Afghanische Windhunde, 2021
(A4 Stückanzahl 12) Papier Arbeit.

Schon vor über sechs Jahrtausenden sind Züchtungen des Ahnen der heutigen Afghanischen Windhunde durch ortsansässige Nomaden belegt. Die edlen Jagdhunde galten als Überlebensstütze im kargen Hochland des Hindukusch. Der heutige Rassenstandard wurde allerdings erst um den Wechsel vom 19. zum 20. Jahrhundert herum etabliert, nachdem britische Soldaten im zweiten Anglo-Afghanischen Krieg einige Exemplare dieser als überaus wertvoll erachteten und darum mit einem Exportverbot belegten Tiere aus dem Feindesland heraus nach England geschmuggelt hatten.

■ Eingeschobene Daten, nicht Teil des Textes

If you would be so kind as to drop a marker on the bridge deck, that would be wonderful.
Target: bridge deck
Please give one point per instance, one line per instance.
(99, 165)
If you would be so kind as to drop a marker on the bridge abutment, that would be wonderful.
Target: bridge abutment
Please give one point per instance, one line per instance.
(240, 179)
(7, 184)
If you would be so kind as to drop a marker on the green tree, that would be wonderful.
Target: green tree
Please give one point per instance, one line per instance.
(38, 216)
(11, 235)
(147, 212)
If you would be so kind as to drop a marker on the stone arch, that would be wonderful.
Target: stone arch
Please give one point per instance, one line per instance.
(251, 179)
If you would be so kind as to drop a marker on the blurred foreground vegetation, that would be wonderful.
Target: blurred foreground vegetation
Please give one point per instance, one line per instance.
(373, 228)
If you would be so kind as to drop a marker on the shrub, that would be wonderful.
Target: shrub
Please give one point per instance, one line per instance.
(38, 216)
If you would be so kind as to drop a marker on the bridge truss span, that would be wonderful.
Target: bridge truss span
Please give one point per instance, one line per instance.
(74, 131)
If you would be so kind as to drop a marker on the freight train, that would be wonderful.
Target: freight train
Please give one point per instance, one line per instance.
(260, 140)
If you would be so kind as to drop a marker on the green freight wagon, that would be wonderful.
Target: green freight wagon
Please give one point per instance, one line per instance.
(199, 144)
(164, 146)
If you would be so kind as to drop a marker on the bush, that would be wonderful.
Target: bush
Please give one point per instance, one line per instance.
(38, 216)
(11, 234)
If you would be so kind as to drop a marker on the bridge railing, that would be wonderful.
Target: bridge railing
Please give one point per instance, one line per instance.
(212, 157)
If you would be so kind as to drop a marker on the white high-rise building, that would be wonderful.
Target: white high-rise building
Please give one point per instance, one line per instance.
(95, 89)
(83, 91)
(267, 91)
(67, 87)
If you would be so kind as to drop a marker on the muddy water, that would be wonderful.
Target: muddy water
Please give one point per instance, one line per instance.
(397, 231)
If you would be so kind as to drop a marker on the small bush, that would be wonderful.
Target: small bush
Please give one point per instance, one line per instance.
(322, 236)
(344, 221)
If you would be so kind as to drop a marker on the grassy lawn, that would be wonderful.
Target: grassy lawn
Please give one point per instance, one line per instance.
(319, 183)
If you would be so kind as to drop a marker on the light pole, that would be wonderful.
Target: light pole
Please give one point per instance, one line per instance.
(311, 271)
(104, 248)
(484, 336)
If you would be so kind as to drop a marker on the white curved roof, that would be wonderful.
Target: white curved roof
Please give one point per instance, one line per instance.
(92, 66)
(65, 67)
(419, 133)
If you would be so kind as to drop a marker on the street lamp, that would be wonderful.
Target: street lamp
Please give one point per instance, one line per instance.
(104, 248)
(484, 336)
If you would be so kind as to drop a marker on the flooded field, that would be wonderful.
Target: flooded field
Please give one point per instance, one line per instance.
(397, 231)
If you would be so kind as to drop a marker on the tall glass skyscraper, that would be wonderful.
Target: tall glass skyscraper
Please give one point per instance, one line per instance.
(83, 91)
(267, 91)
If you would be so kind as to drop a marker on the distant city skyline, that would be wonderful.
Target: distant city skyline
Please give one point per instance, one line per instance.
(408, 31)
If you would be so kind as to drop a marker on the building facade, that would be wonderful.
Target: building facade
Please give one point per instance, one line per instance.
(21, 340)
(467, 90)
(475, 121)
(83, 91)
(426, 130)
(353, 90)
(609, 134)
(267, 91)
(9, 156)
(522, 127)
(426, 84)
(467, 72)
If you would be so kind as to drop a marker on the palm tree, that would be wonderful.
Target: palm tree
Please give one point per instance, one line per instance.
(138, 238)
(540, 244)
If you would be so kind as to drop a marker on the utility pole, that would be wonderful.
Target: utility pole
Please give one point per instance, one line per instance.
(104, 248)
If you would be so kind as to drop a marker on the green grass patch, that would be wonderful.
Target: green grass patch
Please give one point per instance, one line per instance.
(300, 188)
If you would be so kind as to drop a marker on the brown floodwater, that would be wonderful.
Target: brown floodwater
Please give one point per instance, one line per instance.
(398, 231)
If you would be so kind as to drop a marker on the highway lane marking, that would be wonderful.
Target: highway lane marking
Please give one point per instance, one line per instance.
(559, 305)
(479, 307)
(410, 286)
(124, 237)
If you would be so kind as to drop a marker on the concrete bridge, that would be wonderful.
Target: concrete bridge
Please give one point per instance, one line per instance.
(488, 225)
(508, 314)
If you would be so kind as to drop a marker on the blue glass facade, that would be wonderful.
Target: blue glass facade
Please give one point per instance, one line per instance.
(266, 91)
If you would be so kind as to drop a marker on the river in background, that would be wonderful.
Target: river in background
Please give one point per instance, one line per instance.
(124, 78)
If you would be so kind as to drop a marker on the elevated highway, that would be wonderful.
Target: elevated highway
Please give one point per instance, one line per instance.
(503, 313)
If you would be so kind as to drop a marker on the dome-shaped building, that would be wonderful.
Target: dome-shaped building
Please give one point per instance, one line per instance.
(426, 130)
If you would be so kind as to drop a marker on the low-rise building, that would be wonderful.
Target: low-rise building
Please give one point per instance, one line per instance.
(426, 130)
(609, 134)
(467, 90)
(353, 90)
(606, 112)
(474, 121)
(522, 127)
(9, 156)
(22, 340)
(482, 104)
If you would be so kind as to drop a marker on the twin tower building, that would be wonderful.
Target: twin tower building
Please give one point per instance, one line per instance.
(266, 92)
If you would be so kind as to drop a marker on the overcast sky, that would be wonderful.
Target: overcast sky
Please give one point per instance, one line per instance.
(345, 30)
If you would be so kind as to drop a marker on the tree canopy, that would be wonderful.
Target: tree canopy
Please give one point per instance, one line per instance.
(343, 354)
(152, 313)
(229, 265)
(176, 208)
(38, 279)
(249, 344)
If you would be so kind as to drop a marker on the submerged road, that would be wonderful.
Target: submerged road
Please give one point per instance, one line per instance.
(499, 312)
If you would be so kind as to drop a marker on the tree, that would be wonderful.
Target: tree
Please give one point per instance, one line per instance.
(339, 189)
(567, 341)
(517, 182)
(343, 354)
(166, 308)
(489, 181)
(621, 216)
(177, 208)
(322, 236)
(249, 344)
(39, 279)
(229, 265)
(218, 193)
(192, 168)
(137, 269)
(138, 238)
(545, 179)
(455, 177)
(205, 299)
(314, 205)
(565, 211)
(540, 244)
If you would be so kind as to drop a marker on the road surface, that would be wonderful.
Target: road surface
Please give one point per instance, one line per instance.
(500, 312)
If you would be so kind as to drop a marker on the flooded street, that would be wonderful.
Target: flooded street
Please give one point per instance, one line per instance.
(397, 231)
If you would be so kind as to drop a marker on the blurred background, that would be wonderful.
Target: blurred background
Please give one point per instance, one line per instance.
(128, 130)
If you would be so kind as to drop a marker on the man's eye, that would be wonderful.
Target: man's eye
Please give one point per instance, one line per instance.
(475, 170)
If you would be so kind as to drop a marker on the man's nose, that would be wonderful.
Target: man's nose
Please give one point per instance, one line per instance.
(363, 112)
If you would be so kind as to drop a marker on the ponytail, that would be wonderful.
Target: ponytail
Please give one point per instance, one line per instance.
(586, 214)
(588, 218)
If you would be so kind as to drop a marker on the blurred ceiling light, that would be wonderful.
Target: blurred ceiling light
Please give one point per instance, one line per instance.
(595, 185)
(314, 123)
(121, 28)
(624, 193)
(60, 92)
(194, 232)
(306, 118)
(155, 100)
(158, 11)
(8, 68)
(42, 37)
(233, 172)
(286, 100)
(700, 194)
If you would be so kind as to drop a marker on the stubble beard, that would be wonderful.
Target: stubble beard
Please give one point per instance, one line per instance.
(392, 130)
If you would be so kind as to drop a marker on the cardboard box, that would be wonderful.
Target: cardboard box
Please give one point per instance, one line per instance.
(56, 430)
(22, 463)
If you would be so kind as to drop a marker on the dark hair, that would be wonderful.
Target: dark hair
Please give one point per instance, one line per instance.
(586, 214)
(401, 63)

Hakan Eren greift in seiner Serie von zwölf Zeichnungen diesen scheinbar abseitigen Komplex kolonialer Vergangenheit auf. Die Zeichnungen vereinen Individualität und strengen repetitiven Standard. Als Effekt der Überkreuzung von Drolligkeit und Zuchtnorm stellt sich eine unheimliche Erscheinung ein. Die zittrige Linienführung und transparenten Farbflächen lassen die Zeichnungen wie Abdrücke von Geistern anmuten, die sich durch das Papier hindurch bewegt haben. Es sind dies Geister eines stolzen, aber gepeinigten Lands — die alte Weltmacht des 19. Jahrhunderts wurde einst vertrieben, ehe dann auch die beiden Weltmächte des 20. Jahrhunderts sich ihrerseits in den Bergen Afghanistans aufrieben und ihre Truppen letztlich abziehen mussten, nur um ein teuflisches Vakuum zurückzulassen. 2021, im gleichen Jahr, in dem den Taliban in schwindelerregendem Tempo die Machtergreifung über eine nach Jahrzehnten der Instabilität und des Kriegs ausgezehrte Bevölkerung gelingen konnte, hat Eren mit dieser Serie von Hundezeichnungen der rauen Geschichte Afghanistans ein beklemmendes Denkmal gesetzt.